Data on KS subjects and controls from the KS cross-sectional study, regarding inflammation markers, body composition, and hormones and insulin sensitivity. Data are mean±s.d. or median (total range).
P value | |||||||
---|---|---|---|---|---|---|---|
Controls | KS | U-KS | T-KS | Controls vs KSa | Controls vs U-KSa | U-KS vs T-KSa | |
n | 71 | 70 | 35 | 35 | |||
Age (years) | 36.4 (19.2–68.0) | 35.5 (19.0–66.2) | 35.0 (19.0–66.2) | 38.7 (19.3–62.3) | |||
sCD163 (mg/l) | 1.36 (0.77–3.11) | 1.75 (0.47–6.90) | 2.00 (0.83–4.03) | 1.72 (0.47–6.90) | <0.001b | <0.001b | 0.181b |
Testosterone (nmol/l) | 21.8 (10.6–55.5) | 12.77 (0.8–72.2) | 12.68 (0.8–37.3) | 14.04 (1.9–72.2) | <0.001 | <0.001 | 0.192 |
Estradiol (pmol/l) | 81.0 (40–210) | 86.0 (40–290) | 77 (40–140) | 89 (44–290) | 0.24 | 0.819 | 0.041 |
BMI (kg/m2) | 24.9 (19.0–36.9) | 26.9 (18.1–60.6) | 27.3 (20.0–60.6) | 25.1 (18.1–54.7) | 0.046 | 0.008 | 0.369 |
LBM (kg) | 78.4±6.4 | 70.4±8.7 | 68.4±7.3 | 72.7±9.8 | <0.001c | <0.001c | 0.062c |
BF (%) | 18.9±6.8 | 26.7±9.2 | 28.7±7.6 | 24.3±10.4 | <0.001c | <0.001c | 0.069c |
VO2 max (ml O2/kg per min) | 43.5 (24.0–73.3) | 29.9 (14.6–57.3) | 29.9 (14.6–50.1) | 29.9 (14.9–57.3) | <0.001b | <0.001b | 0.943b |
CRP (mg/l) | 0.11 (0.02–1.99) | 0.19 (0.02–2.74) | 0.21 (0.03–2.74) | 0.17 (0.02–1.83) | 0.001 | 0.001 | 0.103 |
HOMA IR (%) | 1.2 (0.3–5.7) | 2.1 (0.04–21.3) | 2.3 (0.5–10.0) | 1.8 (0.4–21.3) | <0.001b | <0.001b | 0.976b |
Adiponectin | 4.21 (2.3–9.1) | 3.7 (1.4–13.6) | 3.5 (1.4–9.7) | 4.5 (1.6–13.6) | 0.53b | 0.125b | 0.126b |
Leptin (ng/l) | 3.1 (1–17) | 11.0 (2–116) | 14.0 (2–116) | 8.4 (2–75) | <0.001 | <0.001 | 0.081 |
KS, Klinefelter syndrome; U-KS, untreated-KS; T-KS, treated-KS; LBM, lean body mass; BF, body fat; VO2 max, maximal oxygen uptake; CRP, C-reactive protein; HOMA IR, homeostasis model of assessment insulin resistance.

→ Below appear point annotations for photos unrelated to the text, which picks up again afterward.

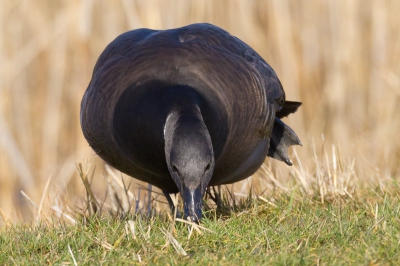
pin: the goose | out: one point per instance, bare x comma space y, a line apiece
186, 108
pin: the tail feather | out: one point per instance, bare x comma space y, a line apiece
281, 138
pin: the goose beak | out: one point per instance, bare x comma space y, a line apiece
192, 200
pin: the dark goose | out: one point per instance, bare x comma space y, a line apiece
185, 108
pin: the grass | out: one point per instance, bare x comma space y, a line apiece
337, 205
292, 231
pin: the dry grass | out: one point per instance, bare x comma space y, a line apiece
340, 58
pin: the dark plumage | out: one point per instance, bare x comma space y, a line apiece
185, 108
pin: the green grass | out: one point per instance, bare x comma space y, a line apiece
297, 230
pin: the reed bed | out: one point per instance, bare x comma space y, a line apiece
340, 58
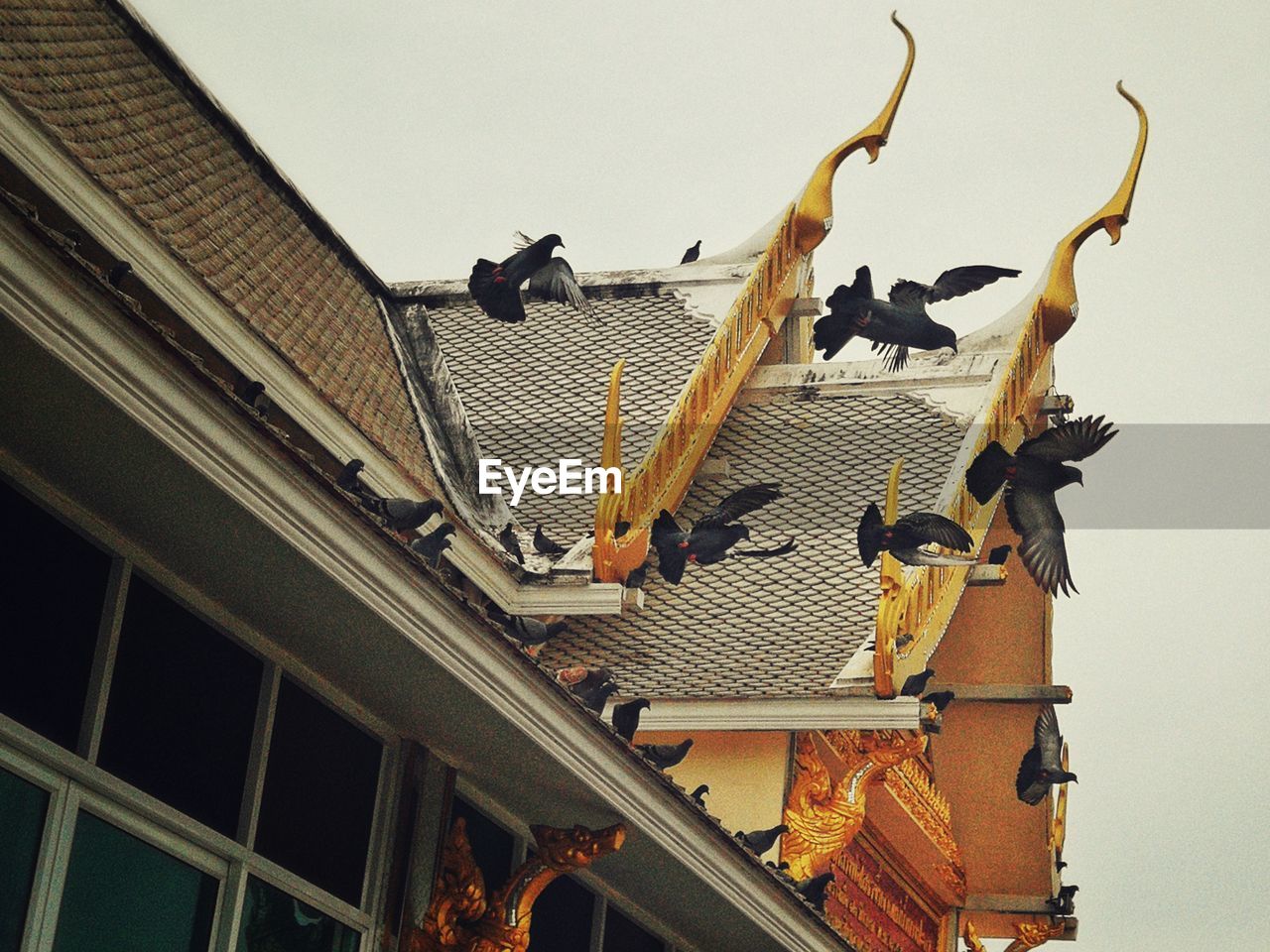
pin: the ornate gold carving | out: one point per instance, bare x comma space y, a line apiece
458, 916
826, 810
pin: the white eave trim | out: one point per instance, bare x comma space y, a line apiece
781, 714
80, 327
117, 230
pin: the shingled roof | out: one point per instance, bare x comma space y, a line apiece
116, 102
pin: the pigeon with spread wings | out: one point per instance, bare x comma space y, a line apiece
714, 535
899, 322
497, 287
907, 538
1032, 476
1043, 765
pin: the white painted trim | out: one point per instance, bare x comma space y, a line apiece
780, 714
118, 231
81, 330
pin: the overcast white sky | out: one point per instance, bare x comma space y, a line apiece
427, 132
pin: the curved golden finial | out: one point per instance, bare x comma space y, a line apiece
1058, 301
813, 217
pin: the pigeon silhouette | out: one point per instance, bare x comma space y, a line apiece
905, 539
901, 322
712, 535
626, 717
1043, 765
666, 756
1033, 475
543, 544
590, 685
497, 287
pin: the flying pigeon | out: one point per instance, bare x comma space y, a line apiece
761, 841
1032, 477
507, 537
666, 756
497, 287
916, 683
1043, 765
436, 542
815, 889
905, 539
525, 629
712, 535
543, 544
590, 685
626, 717
901, 322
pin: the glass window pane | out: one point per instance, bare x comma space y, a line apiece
53, 587
182, 710
22, 821
123, 893
562, 918
621, 934
275, 921
318, 794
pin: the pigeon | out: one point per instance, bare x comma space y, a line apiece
511, 543
626, 717
436, 542
1065, 902
497, 287
666, 756
761, 841
905, 539
590, 685
543, 544
815, 889
1032, 477
901, 322
712, 535
940, 698
916, 683
525, 629
1043, 765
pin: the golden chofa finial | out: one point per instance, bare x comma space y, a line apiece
1058, 303
813, 216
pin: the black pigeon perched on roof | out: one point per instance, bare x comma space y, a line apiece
509, 540
436, 542
916, 683
497, 287
1043, 765
545, 544
626, 717
907, 537
712, 535
1033, 475
761, 841
666, 756
901, 322
590, 685
815, 889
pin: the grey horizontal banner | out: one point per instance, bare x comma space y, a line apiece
1175, 476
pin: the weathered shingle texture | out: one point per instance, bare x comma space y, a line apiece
99, 89
776, 627
536, 391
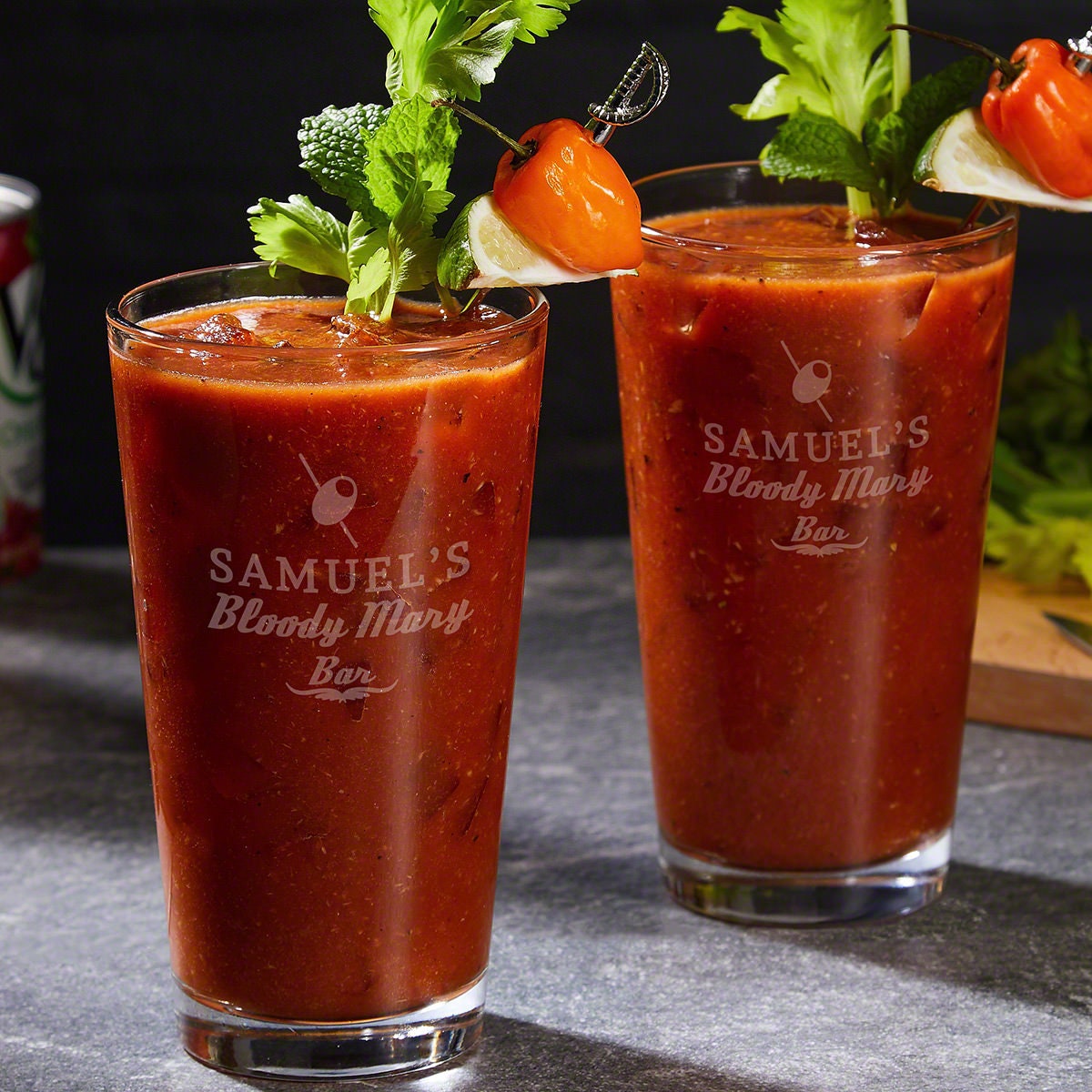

Mann–Whitney U-rank sum test.
Student's t-test with ln-transformed data.
Student's t-test.
Data on KS subjects and controls from the KS cross-sectional study, regarding correlation analysis between sCD163 and markers of body composition, hormones, insulin sensitivity, and others.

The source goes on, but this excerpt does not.